Joint PMF of two order statistics with discrete parent distributions

Question

Let $X_1, X_2$ be i.i.d from a discrete distribution with finite support with cumulative distribution $F(x)$ and probability mass function $f(x)$. Let $X_{1:2}$ and $X_{2:2}$ represent the order statistics. How can I derive the joint probability function for $x<y$, $$P[X_{1:2}=x,X_{2:2}=y]$$ of this two order statistics?

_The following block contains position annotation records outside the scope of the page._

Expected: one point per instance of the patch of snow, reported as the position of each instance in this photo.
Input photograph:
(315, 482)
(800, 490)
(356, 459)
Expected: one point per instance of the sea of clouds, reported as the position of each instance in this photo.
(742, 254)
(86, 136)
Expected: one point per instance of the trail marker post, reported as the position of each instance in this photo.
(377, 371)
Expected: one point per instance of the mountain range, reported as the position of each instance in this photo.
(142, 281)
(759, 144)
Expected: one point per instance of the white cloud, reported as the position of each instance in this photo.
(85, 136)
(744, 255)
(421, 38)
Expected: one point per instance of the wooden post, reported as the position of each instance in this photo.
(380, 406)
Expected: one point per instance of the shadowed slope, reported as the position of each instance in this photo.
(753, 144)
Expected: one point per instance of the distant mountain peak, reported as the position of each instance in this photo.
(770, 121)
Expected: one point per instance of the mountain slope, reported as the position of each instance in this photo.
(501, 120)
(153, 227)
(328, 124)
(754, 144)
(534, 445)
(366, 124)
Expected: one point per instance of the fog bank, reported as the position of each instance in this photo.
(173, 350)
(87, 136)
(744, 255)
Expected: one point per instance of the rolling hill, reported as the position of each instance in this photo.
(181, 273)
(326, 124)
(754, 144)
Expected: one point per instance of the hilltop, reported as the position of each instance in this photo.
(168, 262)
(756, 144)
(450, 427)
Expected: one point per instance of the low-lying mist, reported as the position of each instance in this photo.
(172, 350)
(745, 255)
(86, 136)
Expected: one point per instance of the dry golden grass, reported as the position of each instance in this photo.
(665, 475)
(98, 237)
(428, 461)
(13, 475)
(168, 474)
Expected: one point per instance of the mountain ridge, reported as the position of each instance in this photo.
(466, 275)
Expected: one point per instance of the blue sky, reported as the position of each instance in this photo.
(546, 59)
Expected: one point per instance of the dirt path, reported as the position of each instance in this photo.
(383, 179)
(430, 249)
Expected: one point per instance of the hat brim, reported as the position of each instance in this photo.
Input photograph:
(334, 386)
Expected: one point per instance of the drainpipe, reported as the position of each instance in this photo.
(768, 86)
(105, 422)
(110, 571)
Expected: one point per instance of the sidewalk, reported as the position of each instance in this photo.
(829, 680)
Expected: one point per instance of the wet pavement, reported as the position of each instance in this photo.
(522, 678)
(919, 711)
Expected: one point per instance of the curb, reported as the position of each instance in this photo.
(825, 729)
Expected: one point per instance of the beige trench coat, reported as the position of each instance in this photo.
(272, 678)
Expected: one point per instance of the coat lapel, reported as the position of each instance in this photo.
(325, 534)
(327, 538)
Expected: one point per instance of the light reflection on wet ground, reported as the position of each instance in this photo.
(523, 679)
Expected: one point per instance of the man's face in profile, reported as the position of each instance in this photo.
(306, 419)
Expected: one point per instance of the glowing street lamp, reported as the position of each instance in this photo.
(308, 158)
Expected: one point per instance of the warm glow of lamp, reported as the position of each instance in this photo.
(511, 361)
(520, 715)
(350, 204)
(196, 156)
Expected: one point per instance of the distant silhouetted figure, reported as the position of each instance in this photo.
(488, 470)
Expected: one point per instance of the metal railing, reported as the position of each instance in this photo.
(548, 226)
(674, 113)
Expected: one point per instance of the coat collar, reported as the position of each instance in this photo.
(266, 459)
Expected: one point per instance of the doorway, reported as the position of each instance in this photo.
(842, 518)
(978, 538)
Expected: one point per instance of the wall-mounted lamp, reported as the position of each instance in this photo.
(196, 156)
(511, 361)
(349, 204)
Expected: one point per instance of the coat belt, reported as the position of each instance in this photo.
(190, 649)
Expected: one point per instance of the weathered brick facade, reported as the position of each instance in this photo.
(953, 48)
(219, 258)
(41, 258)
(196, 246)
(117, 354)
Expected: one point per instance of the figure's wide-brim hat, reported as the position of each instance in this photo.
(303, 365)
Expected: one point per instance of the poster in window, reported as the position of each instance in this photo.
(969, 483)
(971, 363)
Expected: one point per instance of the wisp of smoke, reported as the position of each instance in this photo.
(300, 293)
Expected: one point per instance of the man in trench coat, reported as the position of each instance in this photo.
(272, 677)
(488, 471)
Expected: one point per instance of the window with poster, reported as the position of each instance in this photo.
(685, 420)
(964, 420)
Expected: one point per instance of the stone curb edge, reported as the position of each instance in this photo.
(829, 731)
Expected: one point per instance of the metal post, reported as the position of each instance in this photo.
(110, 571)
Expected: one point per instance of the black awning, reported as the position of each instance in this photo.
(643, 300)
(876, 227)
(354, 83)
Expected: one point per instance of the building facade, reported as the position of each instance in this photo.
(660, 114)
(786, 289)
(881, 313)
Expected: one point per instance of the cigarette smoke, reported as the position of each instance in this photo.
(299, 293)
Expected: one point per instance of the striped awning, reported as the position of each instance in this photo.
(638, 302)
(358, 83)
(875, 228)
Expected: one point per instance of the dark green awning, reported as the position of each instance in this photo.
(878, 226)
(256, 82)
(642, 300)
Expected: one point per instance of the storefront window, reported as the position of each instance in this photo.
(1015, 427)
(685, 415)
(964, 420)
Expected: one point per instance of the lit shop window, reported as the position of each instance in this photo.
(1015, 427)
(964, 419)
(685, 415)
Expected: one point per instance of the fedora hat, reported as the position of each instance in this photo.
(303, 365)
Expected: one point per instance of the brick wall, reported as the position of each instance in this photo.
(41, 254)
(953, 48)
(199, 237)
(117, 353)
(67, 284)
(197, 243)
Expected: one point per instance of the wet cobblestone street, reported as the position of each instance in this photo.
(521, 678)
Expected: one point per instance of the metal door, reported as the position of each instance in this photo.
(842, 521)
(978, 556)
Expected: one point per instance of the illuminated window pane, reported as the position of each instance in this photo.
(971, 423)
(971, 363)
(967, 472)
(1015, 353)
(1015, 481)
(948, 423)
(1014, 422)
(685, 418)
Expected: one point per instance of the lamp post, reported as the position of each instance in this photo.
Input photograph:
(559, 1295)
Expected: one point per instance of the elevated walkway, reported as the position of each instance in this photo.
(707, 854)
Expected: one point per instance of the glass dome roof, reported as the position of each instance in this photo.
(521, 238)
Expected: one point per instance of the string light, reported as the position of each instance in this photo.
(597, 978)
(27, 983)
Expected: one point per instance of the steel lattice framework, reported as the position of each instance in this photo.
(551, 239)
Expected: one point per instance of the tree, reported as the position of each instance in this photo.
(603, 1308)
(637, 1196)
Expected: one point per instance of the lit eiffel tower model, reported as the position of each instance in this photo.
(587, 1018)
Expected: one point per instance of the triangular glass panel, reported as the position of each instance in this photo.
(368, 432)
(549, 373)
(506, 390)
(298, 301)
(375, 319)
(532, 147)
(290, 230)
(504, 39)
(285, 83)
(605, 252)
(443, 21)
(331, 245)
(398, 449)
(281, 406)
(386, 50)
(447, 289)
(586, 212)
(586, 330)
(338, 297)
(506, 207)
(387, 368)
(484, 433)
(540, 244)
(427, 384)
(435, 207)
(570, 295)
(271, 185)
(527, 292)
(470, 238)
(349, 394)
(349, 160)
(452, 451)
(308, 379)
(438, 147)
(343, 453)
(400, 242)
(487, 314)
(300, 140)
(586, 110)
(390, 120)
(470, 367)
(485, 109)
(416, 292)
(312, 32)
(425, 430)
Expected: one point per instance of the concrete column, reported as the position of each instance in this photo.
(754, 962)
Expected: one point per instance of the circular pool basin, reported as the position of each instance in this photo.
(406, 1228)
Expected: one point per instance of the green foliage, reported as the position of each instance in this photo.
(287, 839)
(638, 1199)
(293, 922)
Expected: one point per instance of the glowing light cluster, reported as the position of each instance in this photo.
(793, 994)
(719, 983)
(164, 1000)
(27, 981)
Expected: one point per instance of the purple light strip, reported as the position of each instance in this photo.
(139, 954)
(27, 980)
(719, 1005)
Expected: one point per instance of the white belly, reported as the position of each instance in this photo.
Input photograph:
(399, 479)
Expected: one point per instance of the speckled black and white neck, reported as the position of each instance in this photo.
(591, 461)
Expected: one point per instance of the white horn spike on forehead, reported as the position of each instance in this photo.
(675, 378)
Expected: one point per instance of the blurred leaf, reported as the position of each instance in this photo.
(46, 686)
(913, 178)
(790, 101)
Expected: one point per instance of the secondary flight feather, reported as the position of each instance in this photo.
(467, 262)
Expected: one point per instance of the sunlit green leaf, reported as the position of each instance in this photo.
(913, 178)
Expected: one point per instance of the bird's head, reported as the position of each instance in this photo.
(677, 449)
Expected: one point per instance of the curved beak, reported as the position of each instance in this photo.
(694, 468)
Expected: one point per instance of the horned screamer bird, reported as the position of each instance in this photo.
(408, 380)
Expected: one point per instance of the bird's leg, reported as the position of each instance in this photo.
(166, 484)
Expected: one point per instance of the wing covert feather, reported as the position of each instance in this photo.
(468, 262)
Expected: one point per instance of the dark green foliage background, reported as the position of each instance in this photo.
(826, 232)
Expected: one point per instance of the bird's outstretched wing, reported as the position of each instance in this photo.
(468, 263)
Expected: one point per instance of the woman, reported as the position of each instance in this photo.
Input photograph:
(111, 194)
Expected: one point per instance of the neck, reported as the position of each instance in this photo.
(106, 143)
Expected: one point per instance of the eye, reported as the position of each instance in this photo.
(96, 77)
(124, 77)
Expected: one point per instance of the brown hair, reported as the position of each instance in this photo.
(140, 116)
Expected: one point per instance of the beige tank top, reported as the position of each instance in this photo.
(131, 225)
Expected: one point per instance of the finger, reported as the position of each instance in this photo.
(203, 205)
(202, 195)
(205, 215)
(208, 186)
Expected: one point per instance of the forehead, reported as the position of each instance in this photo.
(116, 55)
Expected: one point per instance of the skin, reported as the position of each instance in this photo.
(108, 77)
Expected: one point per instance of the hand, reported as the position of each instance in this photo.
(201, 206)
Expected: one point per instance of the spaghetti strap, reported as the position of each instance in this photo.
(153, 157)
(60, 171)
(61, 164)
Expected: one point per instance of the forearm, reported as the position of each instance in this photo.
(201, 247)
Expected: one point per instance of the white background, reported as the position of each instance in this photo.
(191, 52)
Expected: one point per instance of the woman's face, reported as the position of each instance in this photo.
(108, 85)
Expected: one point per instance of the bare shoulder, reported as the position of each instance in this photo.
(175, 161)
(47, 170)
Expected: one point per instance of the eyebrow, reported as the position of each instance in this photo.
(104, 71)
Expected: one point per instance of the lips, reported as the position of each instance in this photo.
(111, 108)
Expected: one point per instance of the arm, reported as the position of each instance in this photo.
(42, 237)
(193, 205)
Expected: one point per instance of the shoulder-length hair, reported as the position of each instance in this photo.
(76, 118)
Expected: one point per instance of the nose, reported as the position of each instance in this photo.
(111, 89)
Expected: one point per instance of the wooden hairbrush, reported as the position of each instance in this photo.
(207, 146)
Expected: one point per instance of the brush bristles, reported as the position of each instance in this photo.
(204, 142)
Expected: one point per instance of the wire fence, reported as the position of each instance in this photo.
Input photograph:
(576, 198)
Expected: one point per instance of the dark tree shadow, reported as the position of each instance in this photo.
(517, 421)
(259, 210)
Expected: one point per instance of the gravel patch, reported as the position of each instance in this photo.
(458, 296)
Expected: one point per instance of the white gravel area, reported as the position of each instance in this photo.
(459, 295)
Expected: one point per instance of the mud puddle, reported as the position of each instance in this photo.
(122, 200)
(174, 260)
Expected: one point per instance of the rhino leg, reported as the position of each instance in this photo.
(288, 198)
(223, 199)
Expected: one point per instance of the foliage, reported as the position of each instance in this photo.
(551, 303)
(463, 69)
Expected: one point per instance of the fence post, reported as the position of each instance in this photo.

Note: I think it has to be the same as: $$P[\textrm{min}[X_1,X_2]=x,\textrm{max}[X_1,X_2]=y]$$.

Answer 1

In the $x < y$ case you get $P[X_{1:2}=x,X_{2:2}=y]$ $= P[X_{1}=x,X_{2}=y]+P[X_{1}=y,X_{2}=x] $ $= 2 P[X_{i}=x]P[X_{j}=y]$

while in the $x = y$ case you get $P[X_{1:2}=x,X_{2:2}=x] $ $=P[X_{1}=x,X_{2}=x] $ $= P[X_{i}=x]^2$

and in the $x > y$ case you get $P[X_{1:2}=x,X_{2:2}=x] =0$